Event streams are declared using the wgEventStreamsand wgEventLoggingStreamNames config variables. Metrics Platform streams have the same form, and appear in the same configuration files, as other Event Platform streams, but there are a couple requirements on the content to associate them with the Metrics Platform. These requirements are explained in Metrics Platform/Creating a Stream Configuration.

You will edit these variables in wmf-config/ext-EventStreamConfig.php (for production and beta clusters) or wmf-config/InitialiseSettings-labs.php (for beta only). ext-EventLogging.php will be used in both beta and production if no corresponding values are found in InitialiseSettings-labs.php. See Configuration files for additional information about the use of these files.

(Note: in a local development environment, these variables are normally declared in LocalSettings.php.)

Stream Configuration

We'll create a new Metrics Platform event stream called mediawiki.interwiki_link_hover. First, declare your stream in the wgEventStreams config variable, in one of the config files mentioned above.

<?php

// …

$wgEventStreams = [

	// …

    'mediawiki.interwiki_link_hover' => [
        'schema_title' => 'analytics/product_metrics/web/base',
		'destination_event_service' => 'eventgate-analytics-external',
        'producers' => [
            'metrics_platform_client' => [
                // The contextual attributes that should be mixed into the event
                // before it is submitted to this stream.
                'provide_values' => [
                    "page_id",
		            "page_title",
    				"page_revision_id",
                    'mediawiki_is_production',
                ],
            ],
        ],
    ],
];

In this example, showing the declaration of stream mediawiki.interwiki_link_hover, we see that schema_title specifies the Metrics Platform web base schema. Finally, we state that the Metrics Platform client should include the 4 contextual attributes page_id, page_title, page_revision_id, and mediawiki_is_production in the events it produces. See the definition of context_attribute in metrics_platform_client.schema.json for a complete list of supported contextual attributes.
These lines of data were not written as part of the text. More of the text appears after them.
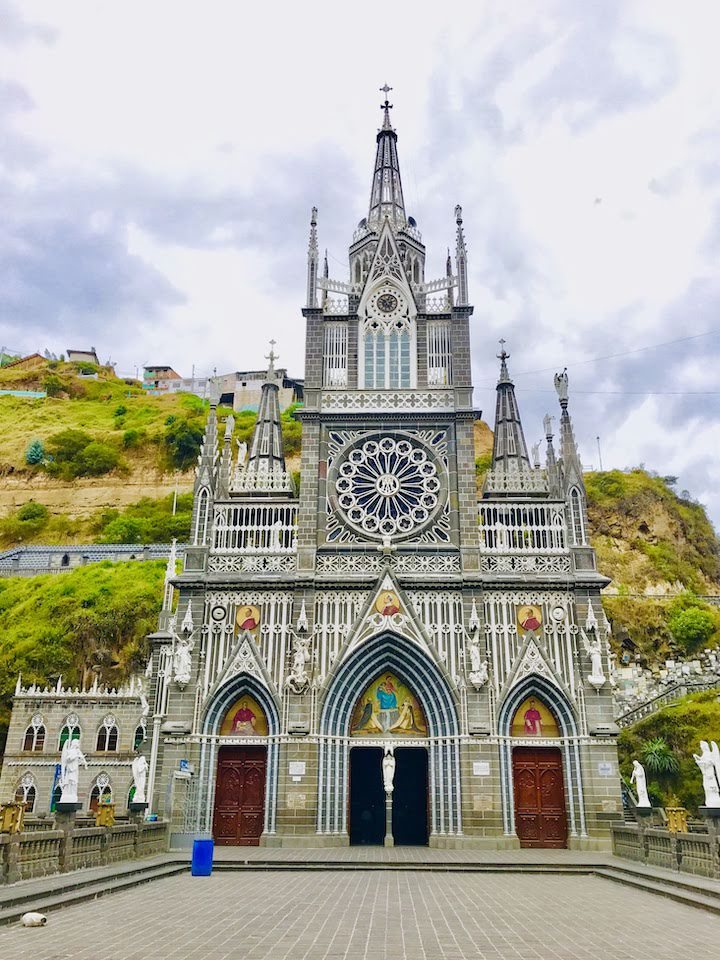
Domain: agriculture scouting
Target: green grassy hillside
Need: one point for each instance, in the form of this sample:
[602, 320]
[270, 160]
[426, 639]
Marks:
[677, 730]
[89, 622]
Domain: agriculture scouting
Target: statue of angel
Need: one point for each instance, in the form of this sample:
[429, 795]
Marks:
[182, 660]
[70, 760]
[639, 779]
[593, 649]
[706, 762]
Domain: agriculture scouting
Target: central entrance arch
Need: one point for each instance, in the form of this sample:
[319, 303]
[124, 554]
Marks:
[426, 755]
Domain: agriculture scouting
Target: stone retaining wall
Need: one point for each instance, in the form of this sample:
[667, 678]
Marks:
[39, 852]
[686, 852]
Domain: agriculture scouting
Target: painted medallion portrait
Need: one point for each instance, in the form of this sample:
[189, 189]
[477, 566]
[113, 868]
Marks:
[388, 603]
[248, 618]
[529, 618]
[533, 719]
[388, 707]
[245, 718]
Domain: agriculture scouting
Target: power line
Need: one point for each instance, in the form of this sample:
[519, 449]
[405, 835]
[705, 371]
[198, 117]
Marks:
[617, 356]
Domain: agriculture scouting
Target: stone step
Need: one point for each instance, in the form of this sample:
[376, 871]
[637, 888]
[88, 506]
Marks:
[66, 889]
[673, 889]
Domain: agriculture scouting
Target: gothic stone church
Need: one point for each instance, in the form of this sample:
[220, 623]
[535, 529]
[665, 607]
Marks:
[388, 627]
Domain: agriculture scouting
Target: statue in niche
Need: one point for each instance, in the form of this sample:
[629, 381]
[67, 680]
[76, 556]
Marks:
[639, 779]
[594, 650]
[182, 660]
[140, 770]
[388, 769]
[298, 680]
[706, 762]
[70, 760]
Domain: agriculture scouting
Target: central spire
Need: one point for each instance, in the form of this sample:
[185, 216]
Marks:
[386, 199]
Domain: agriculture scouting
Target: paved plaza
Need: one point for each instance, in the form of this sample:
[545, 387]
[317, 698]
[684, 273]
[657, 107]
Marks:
[378, 915]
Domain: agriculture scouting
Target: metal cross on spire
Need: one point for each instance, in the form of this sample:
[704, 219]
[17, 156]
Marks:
[387, 107]
[272, 357]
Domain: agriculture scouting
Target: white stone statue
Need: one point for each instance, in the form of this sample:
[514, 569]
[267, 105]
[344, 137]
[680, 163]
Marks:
[640, 781]
[298, 679]
[594, 650]
[70, 760]
[140, 770]
[388, 770]
[478, 667]
[706, 762]
[182, 660]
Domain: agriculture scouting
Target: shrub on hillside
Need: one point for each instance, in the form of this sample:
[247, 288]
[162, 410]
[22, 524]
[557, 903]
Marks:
[182, 442]
[35, 453]
[53, 385]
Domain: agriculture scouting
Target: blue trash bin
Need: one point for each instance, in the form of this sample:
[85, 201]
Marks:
[201, 865]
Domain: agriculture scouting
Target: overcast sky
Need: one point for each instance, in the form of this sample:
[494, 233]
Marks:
[158, 163]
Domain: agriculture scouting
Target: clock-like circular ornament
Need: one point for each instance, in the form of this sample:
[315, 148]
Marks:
[388, 487]
[387, 303]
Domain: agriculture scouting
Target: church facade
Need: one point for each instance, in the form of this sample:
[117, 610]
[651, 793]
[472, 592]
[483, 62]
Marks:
[387, 654]
[385, 618]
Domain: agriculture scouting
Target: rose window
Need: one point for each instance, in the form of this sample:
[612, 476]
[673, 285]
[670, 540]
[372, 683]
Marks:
[388, 487]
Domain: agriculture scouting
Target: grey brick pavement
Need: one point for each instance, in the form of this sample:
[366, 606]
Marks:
[373, 916]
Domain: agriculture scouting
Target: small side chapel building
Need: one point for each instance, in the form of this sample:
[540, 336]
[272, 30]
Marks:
[382, 656]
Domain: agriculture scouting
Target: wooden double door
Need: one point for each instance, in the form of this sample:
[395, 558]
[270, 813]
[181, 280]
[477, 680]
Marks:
[539, 790]
[240, 796]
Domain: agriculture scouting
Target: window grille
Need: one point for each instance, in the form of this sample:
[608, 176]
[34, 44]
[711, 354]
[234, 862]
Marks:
[439, 354]
[335, 355]
[34, 738]
[26, 792]
[107, 738]
[70, 731]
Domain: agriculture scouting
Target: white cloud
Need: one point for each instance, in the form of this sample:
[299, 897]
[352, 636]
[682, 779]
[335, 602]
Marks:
[178, 148]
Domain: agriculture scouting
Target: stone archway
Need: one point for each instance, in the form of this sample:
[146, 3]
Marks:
[404, 658]
[228, 695]
[567, 745]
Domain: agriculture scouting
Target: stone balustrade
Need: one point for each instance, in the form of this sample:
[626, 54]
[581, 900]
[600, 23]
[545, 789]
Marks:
[44, 849]
[693, 852]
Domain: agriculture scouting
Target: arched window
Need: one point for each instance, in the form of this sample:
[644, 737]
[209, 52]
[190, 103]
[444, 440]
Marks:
[101, 792]
[202, 516]
[107, 735]
[139, 736]
[70, 730]
[26, 792]
[577, 521]
[34, 738]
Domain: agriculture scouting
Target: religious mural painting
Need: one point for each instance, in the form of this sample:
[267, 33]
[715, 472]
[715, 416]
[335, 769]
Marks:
[529, 617]
[533, 719]
[388, 603]
[245, 718]
[388, 706]
[248, 618]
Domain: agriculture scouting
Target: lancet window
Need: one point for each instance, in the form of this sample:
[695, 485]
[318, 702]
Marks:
[577, 522]
[439, 354]
[335, 354]
[26, 792]
[70, 731]
[107, 736]
[101, 792]
[34, 738]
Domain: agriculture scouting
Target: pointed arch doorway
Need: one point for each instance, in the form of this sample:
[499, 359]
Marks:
[388, 709]
[537, 777]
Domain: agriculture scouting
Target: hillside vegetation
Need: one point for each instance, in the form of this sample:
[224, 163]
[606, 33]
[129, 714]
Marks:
[674, 732]
[89, 622]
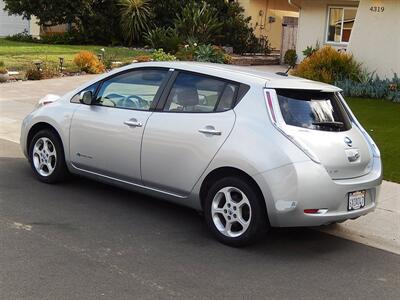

See Metrics Platform/Creating a Stream Configuration for additional details regarding Metrics Platform stream configuration.

Register your stream for use

Next, list your stream in wgEventLoggingStreamNames so that Metrics Platform (by way of the EventLogging extension) will get the config for your stream and be able to produce these events.

'wgEventLoggingStreamNames' => [
	'default' => [
		// ...
		'mediawiki.interwiki_link_hover',
	],
],

If you've made these changes in InitialiseSettings-labs.php, you can find a reviewer to just merge your change and the config will be automatically synced to the beta cluster. If your instrumentation code changes are also merged, you'll then be sending these events in the beta environment.

If you've made these changes in ext-EventLogging.php, you'll need to schedule a Backport window deployment to sync out your config change to the production cluster. See Deployments and Backport windows for instructions.

Review your data

Long term, Metrics Platform will provide a user interface that supports Product Owners in creating, launching and managing instrumentation. This interface will also provide a means to track the status of the associated stream.

In the short term, the Event Platform has documented the process for viewing and querying events in both Beta and Product environments. This is the best current method to check that your instrument is generating events as expected.